Happy New Year!
There is no beating around the bush on this one, 2021 unfortunately was a lost year for the GSP portfolio. I bought a watch in mid 2021, it has already appreciated with roughly 10%, easily beating my 2021 performance of 3% return. That a watch can out-perform my portfolio is a pretty humbling experience but also nicely summarizes how upside down the world has been in later parts of 2020 and 2021. I have very mixed feelings about my 3% return for the year. I’m proud of how I covered stocks nobody else looked at, for example Modern Dental which is up +286% this year and I took profits when it was up 600% on the year. It’s pretty head-scratching then to have achieved such home runs and only be up 3% overall. The explanation is of course that broad parts of my (China/Hong Kong related) portfolio has just been hammered. So I will spend at least a bit of time harping about how incredible the spread is between Hong Kong and USA listed stocks in 2021. As you can see in the graph below, MSCI World excluding USA is on a total different trajectory.
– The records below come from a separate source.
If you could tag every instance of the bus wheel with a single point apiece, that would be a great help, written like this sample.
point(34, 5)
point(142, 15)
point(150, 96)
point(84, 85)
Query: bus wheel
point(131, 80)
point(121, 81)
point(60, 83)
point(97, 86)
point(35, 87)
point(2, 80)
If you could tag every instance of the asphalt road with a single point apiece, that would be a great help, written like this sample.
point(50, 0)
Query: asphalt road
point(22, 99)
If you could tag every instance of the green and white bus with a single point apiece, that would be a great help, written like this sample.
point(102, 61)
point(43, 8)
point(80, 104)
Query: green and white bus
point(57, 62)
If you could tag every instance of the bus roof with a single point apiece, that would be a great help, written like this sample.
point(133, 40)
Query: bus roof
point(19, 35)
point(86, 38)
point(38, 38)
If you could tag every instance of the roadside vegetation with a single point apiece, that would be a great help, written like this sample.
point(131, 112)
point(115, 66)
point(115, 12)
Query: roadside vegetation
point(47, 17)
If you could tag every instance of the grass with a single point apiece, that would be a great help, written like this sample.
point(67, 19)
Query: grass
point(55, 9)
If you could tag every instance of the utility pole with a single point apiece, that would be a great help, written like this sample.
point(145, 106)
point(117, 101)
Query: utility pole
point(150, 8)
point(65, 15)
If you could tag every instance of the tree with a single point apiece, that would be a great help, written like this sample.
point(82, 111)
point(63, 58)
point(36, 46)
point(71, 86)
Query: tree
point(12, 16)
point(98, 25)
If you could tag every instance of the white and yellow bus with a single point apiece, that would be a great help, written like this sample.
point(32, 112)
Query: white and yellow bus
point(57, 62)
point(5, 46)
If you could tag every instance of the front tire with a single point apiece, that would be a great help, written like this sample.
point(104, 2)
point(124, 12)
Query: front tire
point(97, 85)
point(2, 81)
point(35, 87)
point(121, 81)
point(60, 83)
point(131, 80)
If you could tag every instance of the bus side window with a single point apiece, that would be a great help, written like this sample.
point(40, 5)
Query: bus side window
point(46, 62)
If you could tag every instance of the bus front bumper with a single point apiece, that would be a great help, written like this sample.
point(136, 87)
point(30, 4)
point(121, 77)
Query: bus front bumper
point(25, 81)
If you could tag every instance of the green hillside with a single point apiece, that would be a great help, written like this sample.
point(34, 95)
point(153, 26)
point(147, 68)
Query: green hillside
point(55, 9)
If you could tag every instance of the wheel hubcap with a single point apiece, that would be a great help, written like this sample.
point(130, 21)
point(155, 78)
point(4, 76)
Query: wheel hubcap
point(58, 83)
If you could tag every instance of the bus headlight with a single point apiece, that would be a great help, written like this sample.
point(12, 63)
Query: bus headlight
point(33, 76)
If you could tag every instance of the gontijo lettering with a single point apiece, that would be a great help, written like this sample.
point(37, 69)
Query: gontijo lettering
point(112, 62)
Since I barely invest in US listed companies I look like a terrible investor not because of stock picking, but because I have not been allocating to US stocks – rough! I do have exposure to other countries like Sweden/Finland/Poland, but even they failed me this year except one bright spot – Irisity. There I can’t blame having bad Beta exposure, I just didn’t pick the right stocks.
Given the low correlation (43%) to MSCI World is it still fair to use this as my benchmark? For 2020 that correlation was 87%.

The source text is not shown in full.